По голосу отца Чим понял, что тот не шутит, и едва сдержал радостное восклицанье.

– Когда ты бросишь клич, та?

– Если ты поел, то ступай к Кепту. Скажи ему, что я послал тебя в помощь, и делай то, что он тебе скажет. Когда вы закончите, я поведу вас на илюли. Обещаю.

Чима как ветром сдуло. Славный малый, подумал Зорк. Надеюсь, я просто недооцениваю его.

Он спустился с дерева и снова подошел к костру. На сей раз не все соплеменники делали вид, будто не замечают его. Только самый дряхлый из старейшин, сухой и тощий, как жердь, Савдаким продолжал неподвижно сидеть боком к нему, не поворачивая головы с высоким лбом и резко очерченным орлиным носом.
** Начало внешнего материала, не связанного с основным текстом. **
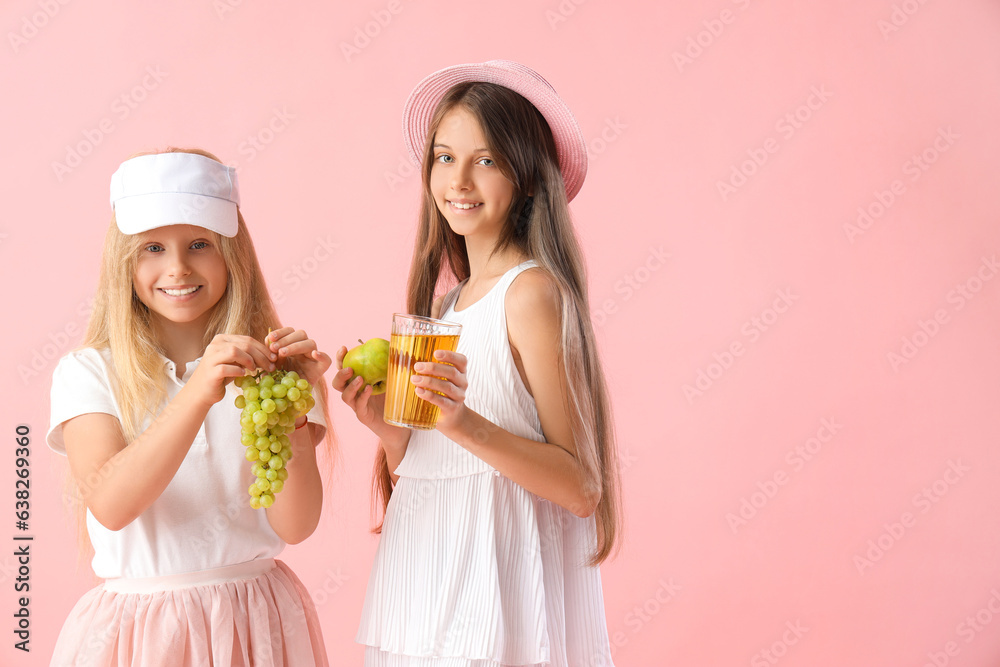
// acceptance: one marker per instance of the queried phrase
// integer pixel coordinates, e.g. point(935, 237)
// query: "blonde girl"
point(145, 413)
point(496, 521)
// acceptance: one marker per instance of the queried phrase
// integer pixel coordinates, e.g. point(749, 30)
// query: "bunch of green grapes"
point(271, 402)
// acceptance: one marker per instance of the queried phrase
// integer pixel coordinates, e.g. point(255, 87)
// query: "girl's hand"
point(227, 357)
point(445, 375)
point(368, 409)
point(288, 342)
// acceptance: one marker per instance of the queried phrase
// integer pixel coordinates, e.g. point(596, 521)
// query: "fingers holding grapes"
point(226, 357)
point(288, 342)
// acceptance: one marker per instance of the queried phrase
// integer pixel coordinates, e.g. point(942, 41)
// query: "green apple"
point(370, 360)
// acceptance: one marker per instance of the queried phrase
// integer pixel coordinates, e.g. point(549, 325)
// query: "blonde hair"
point(538, 225)
point(121, 323)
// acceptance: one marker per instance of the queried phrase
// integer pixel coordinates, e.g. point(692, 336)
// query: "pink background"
point(841, 376)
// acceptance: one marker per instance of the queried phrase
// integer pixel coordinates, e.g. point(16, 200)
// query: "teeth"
point(180, 292)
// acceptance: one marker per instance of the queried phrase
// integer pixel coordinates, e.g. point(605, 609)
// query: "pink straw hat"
point(570, 146)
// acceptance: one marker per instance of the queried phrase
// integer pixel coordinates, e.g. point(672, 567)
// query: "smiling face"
point(465, 181)
point(180, 274)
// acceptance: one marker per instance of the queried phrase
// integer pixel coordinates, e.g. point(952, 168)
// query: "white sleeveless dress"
point(472, 570)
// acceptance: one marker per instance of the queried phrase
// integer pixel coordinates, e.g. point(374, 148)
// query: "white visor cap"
point(164, 189)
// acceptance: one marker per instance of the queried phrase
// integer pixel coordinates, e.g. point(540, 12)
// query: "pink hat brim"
point(570, 145)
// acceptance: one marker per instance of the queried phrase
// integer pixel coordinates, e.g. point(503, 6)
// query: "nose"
point(177, 263)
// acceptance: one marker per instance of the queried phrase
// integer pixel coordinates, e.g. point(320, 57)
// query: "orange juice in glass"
point(414, 339)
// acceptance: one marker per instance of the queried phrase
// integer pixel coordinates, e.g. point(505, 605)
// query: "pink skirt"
point(246, 615)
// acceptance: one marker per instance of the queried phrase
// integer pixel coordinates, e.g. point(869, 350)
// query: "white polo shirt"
point(203, 519)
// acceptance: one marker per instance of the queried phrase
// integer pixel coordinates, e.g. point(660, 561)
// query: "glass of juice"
point(413, 340)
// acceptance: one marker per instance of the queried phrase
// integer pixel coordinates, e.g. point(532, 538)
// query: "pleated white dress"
point(471, 569)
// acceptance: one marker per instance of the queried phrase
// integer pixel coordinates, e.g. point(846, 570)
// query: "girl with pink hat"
point(145, 413)
point(496, 521)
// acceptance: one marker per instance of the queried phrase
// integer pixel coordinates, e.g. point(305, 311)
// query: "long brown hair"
point(538, 226)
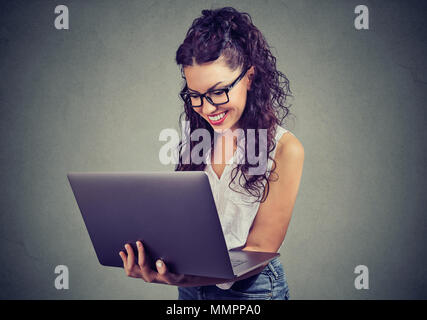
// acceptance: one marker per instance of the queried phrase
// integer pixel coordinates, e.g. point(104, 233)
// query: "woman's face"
point(202, 77)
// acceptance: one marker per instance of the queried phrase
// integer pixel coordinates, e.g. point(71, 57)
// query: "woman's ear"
point(251, 75)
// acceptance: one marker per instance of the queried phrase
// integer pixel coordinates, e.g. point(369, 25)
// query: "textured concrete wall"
point(95, 98)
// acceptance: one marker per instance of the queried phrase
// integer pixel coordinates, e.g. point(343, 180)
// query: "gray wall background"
point(95, 98)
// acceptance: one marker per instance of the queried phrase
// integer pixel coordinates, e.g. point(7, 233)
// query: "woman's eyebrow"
point(208, 89)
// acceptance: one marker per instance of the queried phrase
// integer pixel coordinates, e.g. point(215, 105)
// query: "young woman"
point(231, 83)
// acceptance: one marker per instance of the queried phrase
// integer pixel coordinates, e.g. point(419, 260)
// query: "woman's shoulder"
point(289, 144)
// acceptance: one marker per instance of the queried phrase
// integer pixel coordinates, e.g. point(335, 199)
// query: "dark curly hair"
point(230, 34)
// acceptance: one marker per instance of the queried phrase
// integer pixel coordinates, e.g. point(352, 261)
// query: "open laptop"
point(172, 213)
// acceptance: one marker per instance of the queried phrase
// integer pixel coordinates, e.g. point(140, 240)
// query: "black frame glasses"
point(185, 94)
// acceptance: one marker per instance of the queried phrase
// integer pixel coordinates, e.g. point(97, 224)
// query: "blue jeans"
point(270, 284)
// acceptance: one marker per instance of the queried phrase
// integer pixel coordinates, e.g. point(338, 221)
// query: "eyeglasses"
point(215, 97)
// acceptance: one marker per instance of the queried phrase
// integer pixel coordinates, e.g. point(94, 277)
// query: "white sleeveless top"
point(235, 210)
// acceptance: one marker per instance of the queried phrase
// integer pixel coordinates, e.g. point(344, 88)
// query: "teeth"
point(218, 117)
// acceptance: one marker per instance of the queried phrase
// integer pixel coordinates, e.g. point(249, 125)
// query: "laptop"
point(172, 213)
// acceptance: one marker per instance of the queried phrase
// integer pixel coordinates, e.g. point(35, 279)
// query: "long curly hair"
point(230, 34)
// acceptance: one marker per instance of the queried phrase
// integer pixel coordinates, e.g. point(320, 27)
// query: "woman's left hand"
point(142, 269)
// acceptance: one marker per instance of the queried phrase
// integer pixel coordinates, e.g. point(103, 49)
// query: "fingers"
point(131, 256)
point(166, 276)
point(148, 275)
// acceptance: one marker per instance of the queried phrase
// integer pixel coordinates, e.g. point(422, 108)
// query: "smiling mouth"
point(218, 117)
Даже если не знать предыстории, по его позе сразу можно было понять, кто здесь является зачинщиком недовольства.

Зорк обошел костер и сел напротив старика. Тонкий рот Савдакима превратился в узенькую щелку. Он смотрел, не моргая, поверх пламени, поверх головы вождя и всем своим видом давал понять, что занят важными размышлениями.

Зорк улыбнулся.

Чьи-то заботливые руки поставили перед ним металлическую миску с жирными кусками дымящегося мяса и вареными кореньями. Миска была древнее самого Савдакима. Она досталась Зорку от отца, тоже великого воина и вождя Фраки, а тот рассказывал, что получил ее в подарок от деда. Никто из обитателей Леса не умел обрабатывать металл. Зато это испокон веков умели делать илюли, и Фраки, в случае успешного нападения на их дома, всегда обогащались всевозможной утварью и столь необходимым оружием. Если бы он захотел, Зорк мог бы раздобыть миску и поновее, не такую битую и мятую. Несколько раз он просил подавать себе еду в другой посуде, однако всякий раз замечал, что вкуснее и сытнее получается есть именно из отцовской.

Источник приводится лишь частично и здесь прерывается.